OpenStack Compute (nova)

Migration does not take account of Neutron routed pods

Bug #1967314 reported by Andrew Bonney on 2022-03-31

This bug affects 1 person

Affects		Status	Importance	Assigned to	Milestone
	OpenStack Compute (nova)	Invalid	Undecided	Unassigned

Bug Description

Description
===========
Nova does not appear to take account of Neutron-defined host aggregates when migrating instances which have interfaces attached to routed provider networks. If the operator does not manually select an appropriate hypervisor to migrate to (within the same pod), the automated selection is likely to choose a host which does not have connectivity to the required VLAN.

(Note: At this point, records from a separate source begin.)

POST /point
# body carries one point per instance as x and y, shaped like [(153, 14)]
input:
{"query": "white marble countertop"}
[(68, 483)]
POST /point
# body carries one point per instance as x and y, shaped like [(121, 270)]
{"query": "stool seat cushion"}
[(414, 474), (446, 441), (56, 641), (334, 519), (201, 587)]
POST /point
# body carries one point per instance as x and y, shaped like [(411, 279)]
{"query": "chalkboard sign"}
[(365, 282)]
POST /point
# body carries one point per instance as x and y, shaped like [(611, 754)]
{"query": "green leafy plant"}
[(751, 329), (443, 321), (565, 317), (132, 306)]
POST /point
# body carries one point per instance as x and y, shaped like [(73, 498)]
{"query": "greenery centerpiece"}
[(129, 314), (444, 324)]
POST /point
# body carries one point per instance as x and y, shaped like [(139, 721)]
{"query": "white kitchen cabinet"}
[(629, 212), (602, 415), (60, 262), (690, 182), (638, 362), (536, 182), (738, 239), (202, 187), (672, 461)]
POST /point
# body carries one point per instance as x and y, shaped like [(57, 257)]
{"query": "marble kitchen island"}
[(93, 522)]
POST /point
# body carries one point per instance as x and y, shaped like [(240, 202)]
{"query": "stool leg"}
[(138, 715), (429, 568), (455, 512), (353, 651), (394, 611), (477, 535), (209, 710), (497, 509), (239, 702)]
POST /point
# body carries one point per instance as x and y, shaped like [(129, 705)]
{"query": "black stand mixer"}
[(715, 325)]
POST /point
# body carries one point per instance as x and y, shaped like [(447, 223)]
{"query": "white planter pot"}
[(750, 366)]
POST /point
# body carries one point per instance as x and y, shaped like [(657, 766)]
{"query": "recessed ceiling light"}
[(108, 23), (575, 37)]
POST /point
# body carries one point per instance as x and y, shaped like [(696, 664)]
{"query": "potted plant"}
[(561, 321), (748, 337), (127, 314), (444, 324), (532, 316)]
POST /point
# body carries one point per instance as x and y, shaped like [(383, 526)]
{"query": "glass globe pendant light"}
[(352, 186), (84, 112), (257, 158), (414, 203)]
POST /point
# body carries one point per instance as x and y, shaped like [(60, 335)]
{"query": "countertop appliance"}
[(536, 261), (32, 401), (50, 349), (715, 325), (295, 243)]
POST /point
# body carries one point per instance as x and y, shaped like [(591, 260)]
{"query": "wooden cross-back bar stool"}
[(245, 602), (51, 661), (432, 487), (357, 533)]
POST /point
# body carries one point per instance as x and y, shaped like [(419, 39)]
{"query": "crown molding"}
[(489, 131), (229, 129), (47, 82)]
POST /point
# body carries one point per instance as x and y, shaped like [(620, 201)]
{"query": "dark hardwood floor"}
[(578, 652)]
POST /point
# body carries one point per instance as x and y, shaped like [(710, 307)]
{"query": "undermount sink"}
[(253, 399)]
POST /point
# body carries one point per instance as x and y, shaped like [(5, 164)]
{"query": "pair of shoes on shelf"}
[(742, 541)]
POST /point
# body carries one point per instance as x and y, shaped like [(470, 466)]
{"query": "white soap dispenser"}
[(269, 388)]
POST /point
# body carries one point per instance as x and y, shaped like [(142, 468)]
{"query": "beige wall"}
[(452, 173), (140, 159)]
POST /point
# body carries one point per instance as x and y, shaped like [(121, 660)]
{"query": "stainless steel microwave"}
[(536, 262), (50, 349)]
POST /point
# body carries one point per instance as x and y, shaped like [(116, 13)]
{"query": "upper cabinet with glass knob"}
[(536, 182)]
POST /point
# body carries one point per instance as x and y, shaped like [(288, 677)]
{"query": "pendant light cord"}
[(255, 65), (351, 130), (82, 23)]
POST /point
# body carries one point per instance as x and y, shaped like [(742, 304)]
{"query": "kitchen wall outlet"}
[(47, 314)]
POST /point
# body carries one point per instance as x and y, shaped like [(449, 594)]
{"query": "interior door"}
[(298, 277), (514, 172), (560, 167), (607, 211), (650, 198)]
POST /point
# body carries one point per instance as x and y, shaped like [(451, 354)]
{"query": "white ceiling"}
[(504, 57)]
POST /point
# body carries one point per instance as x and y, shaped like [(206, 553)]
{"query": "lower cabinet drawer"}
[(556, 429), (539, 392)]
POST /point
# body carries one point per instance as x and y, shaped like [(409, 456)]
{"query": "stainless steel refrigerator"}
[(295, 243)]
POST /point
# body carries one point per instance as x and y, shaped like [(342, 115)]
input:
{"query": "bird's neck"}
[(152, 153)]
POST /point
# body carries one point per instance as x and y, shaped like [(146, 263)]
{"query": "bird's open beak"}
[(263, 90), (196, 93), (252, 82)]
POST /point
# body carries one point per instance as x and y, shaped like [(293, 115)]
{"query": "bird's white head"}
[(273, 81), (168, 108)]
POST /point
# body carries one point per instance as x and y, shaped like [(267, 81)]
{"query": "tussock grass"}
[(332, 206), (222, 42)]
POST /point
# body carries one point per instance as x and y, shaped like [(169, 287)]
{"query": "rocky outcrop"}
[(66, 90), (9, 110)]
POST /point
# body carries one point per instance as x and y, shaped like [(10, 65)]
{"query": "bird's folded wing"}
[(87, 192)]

I'm not certain to what extent this issue is on the Nova side versus Neutron, but a solution to avoid accidental migration to inappropriate hosts in the simplest case would be appreciated.

Steps to reproduce
==================
* Deploy a system which makes use of Neutron routed provider networks, with a single logical network using a separate VLAN/segment per rack (https://docs.openstack.org/neutron/latest/admin/config-routed-networks.html)
* Launch a VM and attach a port to the instance which lives within the above network. It will be allocated an appropriate IP address based upon the segment it has landed in.
* Perform a live migration. Assuming a hypervisor outside of the current segment is selected then connectivity to the network will be lost.

Expected result
===============
Either:
* The live migration would have proceeded, but only to a host within the same rack/segment.
* The live migration would fail as the only available hosts live outside of the current rack/segment.
* The IP address associated with the attached port is changed to reflect the requirements of the rack/segment which the instance has been migrated to.

Actual result
=============
* Where a migration results in the instance moving to a host outside the original rack/segment, connectivity is lost.

Environment
===========
OpenStack Xena release
Libvirt+KVM
Nova f766db261634c8f95f874ba132159f148de9e8bf
Neutron with Linux bridge networking e6953e217c731559724971a371e81d2b6f9837e0

Thanks!

Tags:

Revision history for this message

Balazs Gibizer (balazs-gibizer) wrote on 2022-04-22:

In wallaby we added support for scheduling for routed networks[1]. But there is a config option to enable it. Do you have the following config enabled in your nova-scheduler services?

[scheduler]
query_placement_for_routed_network_aggregates = True

I set this to Incomplete. Please set it back to New if the issue is still present when the above config is set.

[1]https://docs.openstack.org/releasenotes/nova/wallaby.html#relnotes-23-0-0-stable-wallaby-new-features
[2] https://docs.openstack.org/nova/latest/configuration/config.html#scheduler.query_placement_for_routed_network_aggregates

tags:	added: scheduler
tags:	added: config
Changed in nova:
status:	New → Incomplete

Revision history for this message

Andrew Bonney (andrewbonney) wrote on 2022-04-25:

Thanks for the pointer. Setting this does indeed prevent automated scheduling to the wrong hosts during live migration.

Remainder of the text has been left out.